In doing so, Okada would be the third in history to follow a G1 victory directly with a New Japan Cup win, following Hiroshi Tanahashi in 2007/2008 and his opponent in 2013’s final, Hirooki Goto in 2008/2009. Still in NJPW’s hontai at the time, Goto was the reigning New Japan Cup winner, with sour memories of falling short in his championship challenge to Okada the prior spring. In 2016, Goto and Okada would become CHAOS allies, but there was no such comradeship in 2013; still with Okada getting past Toru Yano in the semifinals, the Rainmaker was not about to play nice regardless of his opponent.
March 24, 2019: Back to the front
Six years removed from his first New Japan Cup victory on his first try, and Kazuchika Okada had all but withdrawn from the spring classic, after one more entry in 2015. The reason? As the dominant IWGP Heavyweight Champion of the 2010s, the Rainmaker was more used to being what awaits the New Japan Cup winner than being in the hunt. In 2019 however, he was part of the field in what was at that point the biggest cup in history. 32 men were competing that spring, with the prize not just being an opportunity at IWGP Heavyweight Champion Jay White, but the opportunity to do so on a brand new grand stage: Madison Square Garden.
In the end, Okada and SANADA would face off in a classic final that truly cemented the men as rivals ready to compete with on another at any time. The Rainmaker deserved his hard earned victory, and had an emotional post match encounter. At ringside on colour commentary was the 2017 New Japan Cup winner, Katsuyori Shibata; that year Shibata would move to challenge Okada in a match that would prove to be The Wrestler’s last, thanks to injuries sustained against the Rainmaker.
The post match handshake and affirmation from Shibata was fitting denouement to the struggles both physical and mental for Okada in the intervening years, and set him up for what would be a history making moment in MSG the next month.
March 26, 2005: Battle to bring the IWGP back
April 4 sees a new era for the top IWGP prize, as the IWGP World Heavyweight Championship is defended for the first time. The unification of the IWGP heavyweight and Intercontinental Championships comes after over a year of the two titles being won and defended together. In 2005, two of the richest prizes in Japanese professional wrestling were held by the same man, but all NJPW’s top stars wanted was their own title back.
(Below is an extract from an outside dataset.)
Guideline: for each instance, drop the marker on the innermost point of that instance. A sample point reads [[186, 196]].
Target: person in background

Having departed new for All Japan in 2001, Satoshi Kojima had completed a journey to AJPW’s Triple Crown Championship on February 16 by defeating Toshiaki Kawada. That added another dimension to his IWGP heavyweight Championship challenge to Hiroyoshi Tenzan in Ryogoku Sumo Hall just four days later. With both titles on the line, Kojima and Tenzan wrestled to near the 60 minute time limit, before a last minute knockout blow saw Kojima become the first in history to hold top heavyweight gold in both promotions simultaneously.
Post match, Kojima showed the ultimate sign of disrespect to the IWGP title, tossing it aside as he walked away. In the melee that ensued with furious NJPW wrestlers giving chace, it was Nakamura picking the title up, a gesture that saw him become Kojima’s next challenge. The youngest IWGP Heavyweight Champion in history after his late 2003 win over outsider Yoshihiro Takayama, Nakamura had the weight of NJPW and its fans on his shoulders as he did battle with Kojima; a battle that this time went the distance.